The Apprentice 2019, episode 1 review: greedy, vindictive, arrogant – it's business as usual on The Apprentice
“You might not believe it, judging by my youthful exterior, but this is the 15th year we’ve been in this boardroom,” said a craggy-looking Lord Sugar, at the outset of another series of The Apprentice (BBC One). Whatever about the l6 candidates lined up in front of him – some looking like they were barely out of nappies 15 years ago – just watching made me feel old.
Back then, I wrote in this newspaper about a sofa-chewing new format being imported from America, in which some comb-overed businessman called Donald Trump had made a splash. Well, Sir Alan is now Lord Sugar and one or two former candidates are household names. But apart from tweaks, the essentials haven’t changed much. Only one thing has remained wholly unaltered over the years, and that’s the reliably astonishing blend of callowness, greed, arrogance and stupidity that is the hallmark of many of the candidates.
On first view this series won’t be any different in that respect. What a bunch. (In Lord Sugar’s words: “moaning Minnies, big-time Charlies, half-pint Harrys.”) As ever some were keen to prove it from the get-go, whether in risible imperiousness (“I have such extravagant tastes, a million would not be enough. I need billions,” sneered one) or via dubious role-model choices (“‘He who dares wins’ is what Del Boy always says, innit,” said another).
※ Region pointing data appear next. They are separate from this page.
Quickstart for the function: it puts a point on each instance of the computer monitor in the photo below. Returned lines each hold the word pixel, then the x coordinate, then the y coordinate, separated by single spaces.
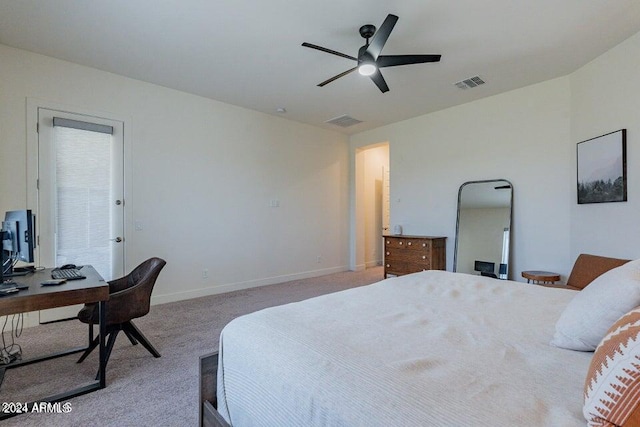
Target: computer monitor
pixel 18 238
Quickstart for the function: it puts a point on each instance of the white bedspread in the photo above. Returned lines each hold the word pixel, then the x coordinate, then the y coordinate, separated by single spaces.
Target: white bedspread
pixel 427 349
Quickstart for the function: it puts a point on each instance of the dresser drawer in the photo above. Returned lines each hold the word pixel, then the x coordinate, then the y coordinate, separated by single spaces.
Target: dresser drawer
pixel 408 256
pixel 411 254
pixel 407 244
That was before they set foot on the plane that jetted them off to Cape Town for an exotic opening task organising a tour to carve a slice of South Africa’s booming tourism industry. The “boys” team chose to do a safari, the “girls” a wine-tasting tour.
Can you imagine the chaos that followed? Absolutely you can, it’s more or less the same every year. The cacophony of competing voices was so loud, nobody really stood out. Except perhaps librarian Lottie for a self-proclaimed “vindictive”-ness that may well see her dispatched by rivals early in the process.
In the boardroom, it was a close-run thing: the boys losing largely for not pressurising their benighted clients into buying enough cuddly toys in the gift shop. Team leader Lewis looked like a deer caught in headlights until eventually he exploded, earning an anger-management ticking off from Lord Sugar. But not a sacking. (Sales-less Shahin was the first out.) Lord Sugar must like Lewis’s business plan a lot – at least, that’s what overfamiliarity with the show would suggest. Roll on the next 11 weeks.